An intrusion-detection system has to perform and propagate its analysis as quickly as possible to enable the security officer to react before much damage has been done, and also to prevent the attacker from subverting the audit source or the intrusion-detection system itself. This implies more than the measure of performance because it not only encompasses the intrinsic processing speed of the intrusion-detection system, but also the time required to propagate the information and react to it.

Protection of the intrusion-detection system

When an intrusion-detection system is deployed, it becomes the natural primary target of hostile attacks, with the aim of disabling the detection feature and allowing an attacker to operate without being detected.

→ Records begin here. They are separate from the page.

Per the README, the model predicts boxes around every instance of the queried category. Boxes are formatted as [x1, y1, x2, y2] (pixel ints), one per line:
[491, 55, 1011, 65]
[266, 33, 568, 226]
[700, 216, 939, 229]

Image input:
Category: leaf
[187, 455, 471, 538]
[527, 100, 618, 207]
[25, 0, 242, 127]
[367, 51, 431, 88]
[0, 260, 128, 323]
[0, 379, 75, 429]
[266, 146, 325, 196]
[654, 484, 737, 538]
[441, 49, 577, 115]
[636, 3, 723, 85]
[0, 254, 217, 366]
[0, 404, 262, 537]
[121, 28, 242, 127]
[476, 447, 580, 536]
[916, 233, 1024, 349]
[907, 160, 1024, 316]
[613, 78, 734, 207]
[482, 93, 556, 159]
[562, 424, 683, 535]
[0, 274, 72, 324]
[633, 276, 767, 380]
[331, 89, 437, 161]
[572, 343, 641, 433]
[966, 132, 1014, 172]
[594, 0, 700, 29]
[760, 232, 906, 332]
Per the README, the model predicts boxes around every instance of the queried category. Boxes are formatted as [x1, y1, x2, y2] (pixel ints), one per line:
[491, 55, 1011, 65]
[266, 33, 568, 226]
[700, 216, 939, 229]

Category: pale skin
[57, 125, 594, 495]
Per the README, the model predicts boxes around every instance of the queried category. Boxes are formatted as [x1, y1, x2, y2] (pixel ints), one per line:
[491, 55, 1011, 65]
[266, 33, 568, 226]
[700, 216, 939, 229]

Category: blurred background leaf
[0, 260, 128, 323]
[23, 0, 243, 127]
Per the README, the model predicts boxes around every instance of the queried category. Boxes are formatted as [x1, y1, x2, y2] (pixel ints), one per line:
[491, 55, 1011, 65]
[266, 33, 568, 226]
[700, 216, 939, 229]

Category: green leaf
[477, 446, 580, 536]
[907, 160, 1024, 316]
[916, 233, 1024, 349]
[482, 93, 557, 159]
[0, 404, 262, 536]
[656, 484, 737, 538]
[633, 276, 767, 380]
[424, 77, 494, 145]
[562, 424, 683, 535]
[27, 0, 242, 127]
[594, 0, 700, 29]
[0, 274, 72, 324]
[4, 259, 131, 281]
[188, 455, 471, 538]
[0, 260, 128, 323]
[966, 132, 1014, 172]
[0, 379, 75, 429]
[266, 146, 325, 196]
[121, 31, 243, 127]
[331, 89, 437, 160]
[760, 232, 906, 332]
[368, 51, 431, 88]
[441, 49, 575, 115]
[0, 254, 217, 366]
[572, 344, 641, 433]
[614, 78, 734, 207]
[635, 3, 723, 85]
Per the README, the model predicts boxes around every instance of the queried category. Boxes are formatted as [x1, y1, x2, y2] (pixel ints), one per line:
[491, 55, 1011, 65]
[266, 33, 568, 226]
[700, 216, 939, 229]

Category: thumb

Disabling the intrusion-detection system can happen in the following ways:

Denial-of-service attacks:

Denial-of-service attacks are a powerful and relatively easy way of temporarily disabling the intrusion-detection system. The attack can take place against the detector, by forcing it to process more information than it can handle (for example by saturating a network link). This usually has the effect of delaying detection of the attack or, in the worst case, of confusing the detector enough so that it misses some critical element of the attack. A second possibility is to saturate the reaction capability of the operator handling the intrusion-detection system. When the operator is presented with too many alarms, he can easily miss the important one indicating penetration, even if it is present on the screen.

Evasion of the detection:

Several techniques have been developed to evade detection of an attack by intrusion-detection systems. Network-based tools, the most popular tools today, particularly suffer from these attacks involving hand-crafted network packets:

Attack by IP fragmentation:

Intrusion-detection systems have difficulties reassembling IP packets. Therefore, splitting an attack artificially into multiple packets creates a mismatch between the data in the packet and the signature, thus hiding the attack.